History shows Las Vegas rebounds strong, Halkyard said, pointing to past recoveries after economic dips. He referenced how the city bounced back from the 2008 recession and the COVID-19 shutdowns.
To adapt, MGM is pushing digital strategies and eyeing growth in areas like online gaming. Halkyard mentioned potential expansions in new states for iGaming, which could offset physical visitation losses.
The company isn’t alone in this optimism. Industry reports from groups like CDC Gaming highlight that convention business remains a bright spot, even if leisure travel has slowed.
Here’s a quick look at Las Vegas visitation trends over recent years:
| Year | Total Visitors (Millions) | Change from Previous Year |
|---|---|---|
| 2023 | 40.8 | +5% |
| 2024 | 41.2 | +1% |
| 2025 (YTD) | Approximately 32 (projected full year around 38) | -8% |
This table, based on Las Vegas Convention and Visitors Authority data through July 2025, underscores the shift.
Broader Impacts on the Industry and Economy
The visitation dip affects more than just MGM. Smaller operators and local workers are feeling the strain, with some reports of reduced hours for casino staff.
Economists tie this to wider U.S. trends, like inflation hitting middle-class budgets. A July 2025 report from the authority noted an 11.3% drop in June visitors and a 10.7% fall in conference attendance.
If California traffic doesn’t pick up, Las Vegas could see ongoing revenue hits into 2026. Halkyard’s testimony suggests MGM is preparing by diversifying, such as strengthening ties with international markets.
On a positive note, events like major sports games and concerts continue to draw crowds. Halkyard highlighted that while drive-ins are down, fly-in visitors from farther away might help fill the gap.
Experts recommend that tourists watch for deals, as hotels adjust prices to lure back crowds.
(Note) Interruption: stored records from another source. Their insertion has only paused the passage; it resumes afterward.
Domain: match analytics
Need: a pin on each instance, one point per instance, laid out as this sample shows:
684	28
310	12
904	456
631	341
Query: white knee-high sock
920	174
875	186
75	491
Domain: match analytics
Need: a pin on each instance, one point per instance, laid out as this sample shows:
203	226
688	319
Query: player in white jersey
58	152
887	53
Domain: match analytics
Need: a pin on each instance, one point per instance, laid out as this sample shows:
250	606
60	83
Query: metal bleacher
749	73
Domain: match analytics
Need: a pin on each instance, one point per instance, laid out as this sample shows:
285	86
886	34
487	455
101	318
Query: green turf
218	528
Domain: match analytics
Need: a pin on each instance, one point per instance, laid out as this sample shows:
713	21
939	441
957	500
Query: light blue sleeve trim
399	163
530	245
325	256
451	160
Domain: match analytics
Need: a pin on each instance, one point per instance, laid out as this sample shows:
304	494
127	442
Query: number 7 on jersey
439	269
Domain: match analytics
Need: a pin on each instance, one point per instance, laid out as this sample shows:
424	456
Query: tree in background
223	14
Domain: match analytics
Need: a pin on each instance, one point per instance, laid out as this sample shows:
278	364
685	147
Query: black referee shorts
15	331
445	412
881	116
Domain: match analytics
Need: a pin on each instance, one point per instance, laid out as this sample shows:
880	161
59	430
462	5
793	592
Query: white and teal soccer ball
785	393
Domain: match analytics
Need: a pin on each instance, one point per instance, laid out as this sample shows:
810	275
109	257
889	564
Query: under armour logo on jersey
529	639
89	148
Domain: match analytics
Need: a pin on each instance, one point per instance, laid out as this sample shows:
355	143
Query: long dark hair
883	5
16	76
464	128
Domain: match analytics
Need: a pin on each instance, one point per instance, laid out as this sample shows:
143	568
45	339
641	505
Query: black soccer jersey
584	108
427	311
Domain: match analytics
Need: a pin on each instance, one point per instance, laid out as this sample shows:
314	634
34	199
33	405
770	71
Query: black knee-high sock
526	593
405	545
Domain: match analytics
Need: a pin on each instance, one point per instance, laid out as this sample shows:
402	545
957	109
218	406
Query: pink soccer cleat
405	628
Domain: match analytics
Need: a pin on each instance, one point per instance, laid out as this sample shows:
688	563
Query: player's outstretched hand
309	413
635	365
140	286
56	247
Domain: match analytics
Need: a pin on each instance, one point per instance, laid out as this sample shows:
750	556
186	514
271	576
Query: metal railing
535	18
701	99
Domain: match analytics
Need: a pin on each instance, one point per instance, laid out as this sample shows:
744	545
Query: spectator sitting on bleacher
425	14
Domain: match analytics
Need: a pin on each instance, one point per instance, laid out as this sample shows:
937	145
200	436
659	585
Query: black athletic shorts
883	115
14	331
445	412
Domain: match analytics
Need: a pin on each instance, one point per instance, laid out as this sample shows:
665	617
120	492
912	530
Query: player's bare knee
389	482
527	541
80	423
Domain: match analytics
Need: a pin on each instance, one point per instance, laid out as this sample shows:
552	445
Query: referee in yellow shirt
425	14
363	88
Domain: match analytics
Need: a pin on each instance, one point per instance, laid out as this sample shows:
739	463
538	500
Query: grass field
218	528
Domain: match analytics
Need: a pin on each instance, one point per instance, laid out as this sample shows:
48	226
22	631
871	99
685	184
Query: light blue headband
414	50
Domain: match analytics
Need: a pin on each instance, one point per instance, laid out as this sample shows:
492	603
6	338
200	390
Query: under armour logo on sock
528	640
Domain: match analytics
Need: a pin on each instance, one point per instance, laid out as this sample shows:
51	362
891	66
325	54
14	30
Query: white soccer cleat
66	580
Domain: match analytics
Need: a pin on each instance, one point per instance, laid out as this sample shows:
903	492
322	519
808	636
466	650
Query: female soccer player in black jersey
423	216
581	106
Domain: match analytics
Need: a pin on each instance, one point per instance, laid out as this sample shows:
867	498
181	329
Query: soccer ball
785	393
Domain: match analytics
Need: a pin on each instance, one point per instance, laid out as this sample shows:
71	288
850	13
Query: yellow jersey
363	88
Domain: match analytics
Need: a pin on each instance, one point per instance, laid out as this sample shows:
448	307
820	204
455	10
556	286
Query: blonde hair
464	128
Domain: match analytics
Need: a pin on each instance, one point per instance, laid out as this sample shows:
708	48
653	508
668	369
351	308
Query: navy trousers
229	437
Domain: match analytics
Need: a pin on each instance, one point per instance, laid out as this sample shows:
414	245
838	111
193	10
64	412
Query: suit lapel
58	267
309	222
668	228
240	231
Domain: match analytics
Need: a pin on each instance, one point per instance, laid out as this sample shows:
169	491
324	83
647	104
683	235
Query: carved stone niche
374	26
This could mean better rates for rooms and attractions in the coming months.
Looking Ahead for Las Vegas Recovery
Halkyard’s board appearance followed CEO Hornbuckle’s in October 2025, where similar themes emerged. Both leaders emphasize innovation, like digital betting platforms, as key to future growth.
MGM is also excited about international projects, including an integrated resort in Osaka, Japan, which Halkyard called a top opportunity in gaming as of September 2024.
Challenges remain, but the city’s track record gives hope. Past data from the Nevada Gaming Control Board shows tourism often surges after slumps, driven by marketing pushes and economic upturns.
This story hits home for many who love Vegas trips or work in tourism. It reminds us how connected regional economies are, with California’s woes rippling to Nevada.